Let's break down the components and syntax of a Slurm job script:
Basic Structure
#!/bin/bash
#SBATCH [options]
#SBATCH [more options]
# Your commands here
Shebang
The first line of your script should be the shebang:
#!/bin/bash
This tells the system to interpret the script using the bash shell.
Slurm Directives
Slurm directives are special comments that start with `#SBATCH`. They tell Slurm how to set up and run your job. Here are some common directives:
#SBATCH --job-name=my_job # Name of the job
#SBATCH --output=output_%j.log # Standard output log file (%j is replaced by the job ID)
#SBATCH --error=error_%j.log # Standard error log file
#SBATCH --time=01:00:00 # Time limit (HH:MM:SS)
#SBATCH --ntasks=1 # Number of tasks (processes)
#SBATCH --cpus-per-task=1 # Number of CPU cores per task
#SBATCH --mem=1G # Memory limit
#SBATCH --partition=general # Partition (queue) name
#SBATCH --gres=gpu:2 # Request 2 GPUs
Common Slurm Directives
Here's a more comprehensive list of Slurm directives:
`--job-name=`: Set a name for the job
`--output=`: Specify the file for standard output
`--error=`: Specify the file for standard error
`--time=
`--ntasks=`: Specify the number of tasks to run
`--cpus-per-task=`: Set the number of CPU cores per task
`--mem=`: Set the total memory required (e.g., 1G for 1 gigabyte)

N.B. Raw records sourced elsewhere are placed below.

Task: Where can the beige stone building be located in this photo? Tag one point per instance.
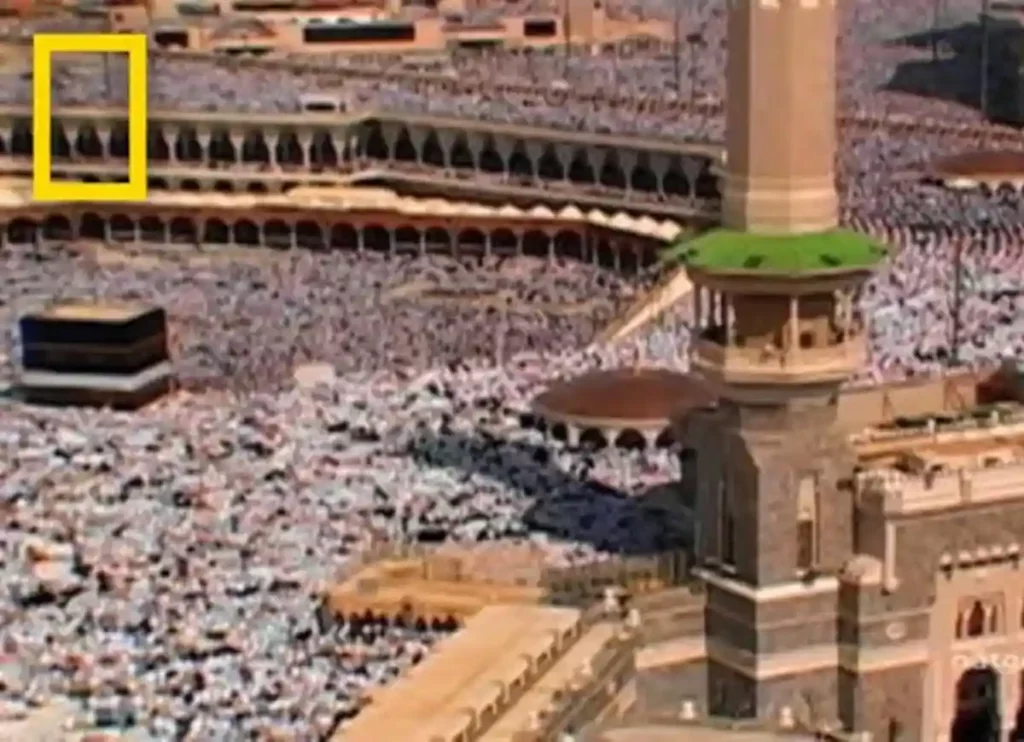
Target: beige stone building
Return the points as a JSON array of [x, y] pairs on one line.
[[258, 28]]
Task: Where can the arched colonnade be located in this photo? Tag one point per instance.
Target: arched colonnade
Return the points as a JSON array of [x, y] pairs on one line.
[[296, 147], [385, 233]]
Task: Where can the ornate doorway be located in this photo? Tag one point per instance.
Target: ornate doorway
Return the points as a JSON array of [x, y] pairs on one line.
[[977, 717]]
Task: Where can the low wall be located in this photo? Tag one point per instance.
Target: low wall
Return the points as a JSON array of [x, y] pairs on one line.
[[866, 406]]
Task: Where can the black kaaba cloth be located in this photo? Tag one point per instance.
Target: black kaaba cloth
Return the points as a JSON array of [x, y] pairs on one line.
[[80, 338], [107, 353]]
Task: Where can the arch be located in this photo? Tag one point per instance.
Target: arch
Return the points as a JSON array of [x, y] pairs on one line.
[[675, 182], [519, 164], [706, 184], [629, 262], [152, 229], [376, 238], [323, 153], [278, 234], [606, 255], [642, 176], [632, 439], [309, 234], [254, 148], [87, 142], [20, 138], [432, 151], [221, 148], [407, 238], [375, 145], [973, 619], [57, 226], [216, 231], [611, 174], [59, 146], [343, 236], [593, 439], [461, 156], [186, 145], [156, 144], [536, 244], [123, 227], [22, 231], [471, 241], [119, 145], [504, 242], [569, 244], [246, 232], [92, 226], [977, 716], [489, 160], [437, 239], [549, 167], [581, 170], [183, 230], [404, 149], [288, 150], [666, 439]]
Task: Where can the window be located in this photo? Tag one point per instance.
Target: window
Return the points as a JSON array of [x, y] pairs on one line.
[[807, 523], [357, 33], [539, 29], [261, 7], [171, 38], [727, 534]]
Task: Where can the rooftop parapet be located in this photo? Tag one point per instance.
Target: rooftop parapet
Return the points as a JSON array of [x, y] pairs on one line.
[[902, 492]]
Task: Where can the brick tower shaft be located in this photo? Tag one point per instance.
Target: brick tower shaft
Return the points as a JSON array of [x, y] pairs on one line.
[[780, 117]]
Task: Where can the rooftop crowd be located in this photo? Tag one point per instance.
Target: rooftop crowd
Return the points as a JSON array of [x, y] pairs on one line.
[[164, 566]]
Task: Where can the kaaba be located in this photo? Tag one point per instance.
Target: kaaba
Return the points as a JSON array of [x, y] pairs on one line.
[[99, 354]]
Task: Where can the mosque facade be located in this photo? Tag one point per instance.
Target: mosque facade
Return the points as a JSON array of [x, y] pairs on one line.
[[862, 579]]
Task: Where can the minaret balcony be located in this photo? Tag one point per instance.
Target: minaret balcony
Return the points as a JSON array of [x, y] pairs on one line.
[[737, 363]]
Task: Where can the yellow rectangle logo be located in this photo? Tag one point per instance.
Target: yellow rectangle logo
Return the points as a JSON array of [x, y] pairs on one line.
[[43, 48]]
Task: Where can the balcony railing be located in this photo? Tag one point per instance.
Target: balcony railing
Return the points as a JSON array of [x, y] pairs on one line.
[[766, 364], [898, 492]]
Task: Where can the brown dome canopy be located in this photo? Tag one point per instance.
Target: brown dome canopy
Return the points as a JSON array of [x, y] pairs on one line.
[[641, 398], [983, 166]]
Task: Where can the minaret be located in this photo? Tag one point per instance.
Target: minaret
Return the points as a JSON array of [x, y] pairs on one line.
[[776, 335], [780, 116]]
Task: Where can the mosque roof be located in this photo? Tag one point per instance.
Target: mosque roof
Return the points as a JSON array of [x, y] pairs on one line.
[[989, 167], [642, 398], [988, 162], [728, 251]]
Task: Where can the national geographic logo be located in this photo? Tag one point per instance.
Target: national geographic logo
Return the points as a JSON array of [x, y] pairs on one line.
[[44, 46]]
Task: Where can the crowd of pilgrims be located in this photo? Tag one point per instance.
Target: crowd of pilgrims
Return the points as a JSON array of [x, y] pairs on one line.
[[164, 566]]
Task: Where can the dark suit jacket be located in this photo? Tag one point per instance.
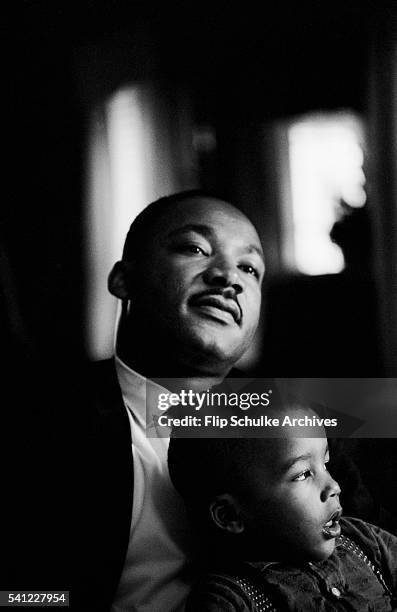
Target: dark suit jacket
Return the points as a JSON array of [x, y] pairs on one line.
[[106, 480]]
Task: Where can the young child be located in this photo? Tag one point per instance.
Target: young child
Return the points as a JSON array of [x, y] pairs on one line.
[[268, 517]]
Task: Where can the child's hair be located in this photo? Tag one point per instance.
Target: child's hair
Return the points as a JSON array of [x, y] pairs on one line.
[[201, 468]]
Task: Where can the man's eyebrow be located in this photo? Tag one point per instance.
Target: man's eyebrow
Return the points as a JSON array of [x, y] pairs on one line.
[[207, 232], [199, 228]]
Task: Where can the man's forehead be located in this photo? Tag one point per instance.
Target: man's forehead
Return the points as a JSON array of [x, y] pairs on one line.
[[206, 215]]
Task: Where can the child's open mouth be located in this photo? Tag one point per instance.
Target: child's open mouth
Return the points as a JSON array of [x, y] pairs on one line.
[[331, 529]]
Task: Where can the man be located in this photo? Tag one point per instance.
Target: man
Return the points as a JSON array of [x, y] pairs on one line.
[[190, 284]]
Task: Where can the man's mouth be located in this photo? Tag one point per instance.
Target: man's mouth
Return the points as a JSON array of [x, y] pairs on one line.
[[218, 307], [331, 529]]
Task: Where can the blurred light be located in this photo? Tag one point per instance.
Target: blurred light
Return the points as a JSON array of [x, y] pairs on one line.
[[326, 166]]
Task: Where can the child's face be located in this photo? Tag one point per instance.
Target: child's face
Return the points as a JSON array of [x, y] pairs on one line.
[[292, 507]]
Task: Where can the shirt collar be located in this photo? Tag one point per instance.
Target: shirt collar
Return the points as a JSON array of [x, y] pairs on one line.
[[136, 389]]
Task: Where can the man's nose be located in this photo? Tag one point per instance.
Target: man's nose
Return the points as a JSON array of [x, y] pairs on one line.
[[223, 273], [331, 488]]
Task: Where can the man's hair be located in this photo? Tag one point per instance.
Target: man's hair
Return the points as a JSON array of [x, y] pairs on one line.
[[141, 229]]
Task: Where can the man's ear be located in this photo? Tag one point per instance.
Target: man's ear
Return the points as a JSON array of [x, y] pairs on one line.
[[225, 512], [119, 280]]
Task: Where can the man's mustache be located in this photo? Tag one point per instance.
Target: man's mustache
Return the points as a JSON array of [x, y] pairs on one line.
[[224, 298]]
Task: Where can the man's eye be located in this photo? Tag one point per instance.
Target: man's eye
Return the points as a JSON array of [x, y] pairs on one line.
[[249, 270], [303, 475]]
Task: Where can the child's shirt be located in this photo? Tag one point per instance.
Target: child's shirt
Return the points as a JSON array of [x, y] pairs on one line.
[[360, 575]]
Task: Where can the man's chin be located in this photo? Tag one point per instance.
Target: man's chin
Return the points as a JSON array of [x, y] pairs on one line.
[[215, 345]]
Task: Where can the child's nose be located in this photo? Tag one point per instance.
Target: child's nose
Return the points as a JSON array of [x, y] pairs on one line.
[[331, 488]]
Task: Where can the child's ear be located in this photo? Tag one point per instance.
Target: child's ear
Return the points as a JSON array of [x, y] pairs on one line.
[[226, 513], [120, 280]]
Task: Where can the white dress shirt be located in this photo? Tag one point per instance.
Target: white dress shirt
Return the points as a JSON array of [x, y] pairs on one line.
[[157, 574]]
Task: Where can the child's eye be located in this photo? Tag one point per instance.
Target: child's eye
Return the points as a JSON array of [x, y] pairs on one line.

`--partition=`: Specify the partition to run the job on
`--array=`: Create a job array (e.g., --array=1-10 for 10 array jobs)
Slurm sets several environment variables that you can use in your script:
- `$SLURM_JOB_ID`: The ID of the job
- `$SLURM_ARRAY_TASK_ID`: The array index for job arrays
- `$SLURM_CPUS_PER_TASK`: Number of CPUs allocated per task
- `$SLURM_NTASKS`: Total number of tasks in a job
Example Job Script
Here's an example of a more complex Slurm job script:
#!/bin/bash
#SBATCH --job-name=complex_job
#SBATCH --output=output_%A_%a.log
#SBATCH --error=error_%A_%a.log
#SBATCH --array=1-5
#SBATCH --time=02:00:00
#SBATCH --ntasks=1
#SBATCH --cpus-per-task=4
#SBATCH --mem=8G
#SBATCH --partition=general
#SBATCH --mail-type=BEGIN,END,FAIL
#SBATCH --mail-user=your.email@example.com
# Load any necessary modules
module load python/3.8
# Run the main command
python my_script.py --input-file input.txt --output-file output.txt
# Optional: Run some post-processing
if [ $? -eq 0 ]; then
echo "Job completed successfully"
python post_process.py output.txt
else
echo "Job failed"
fi
Understanding --ntasks in Slurm
When you use the `--ntasks` option in Slurm without other specifications, it's important to understand how Slurm interprets and applies this setting.
When you specify `--ntasks=4` without other options:
Slurm will allocate resources for 4 tasks.
By default, each task is allocated 1 CPU (core).
The tasks may be distributed across multiple nodes, depending on the cluster's configuration and available resources.
#SBATCH --ntasks=4
# This will run your command with 4 tasks
srun ./my_program
In this scenario:
Your job will be allocated 4 CPUs in total.
These 4 CPUs could be on a single node or spread across multiple nodes, depending on availability and the cluster's configuration.
Each task will have access to 1 CPU by default.
Important Considerations
CPU Allocation: Without specifying `--cpus-per-task`, each task gets 1 CPU by default.
Memory Allocation: The default memory allocation per task depends on the cluster's configuration. It's often a good practice to specify memory requirements explicitly.
Node Distribution: Tasks may be distributed across nodes unless you specify `--nodes` or use the `--ntasks-per-node` option.
Parallel Execution: This setting is particularly useful for MPI jobs where you want to run multiple parallel processes.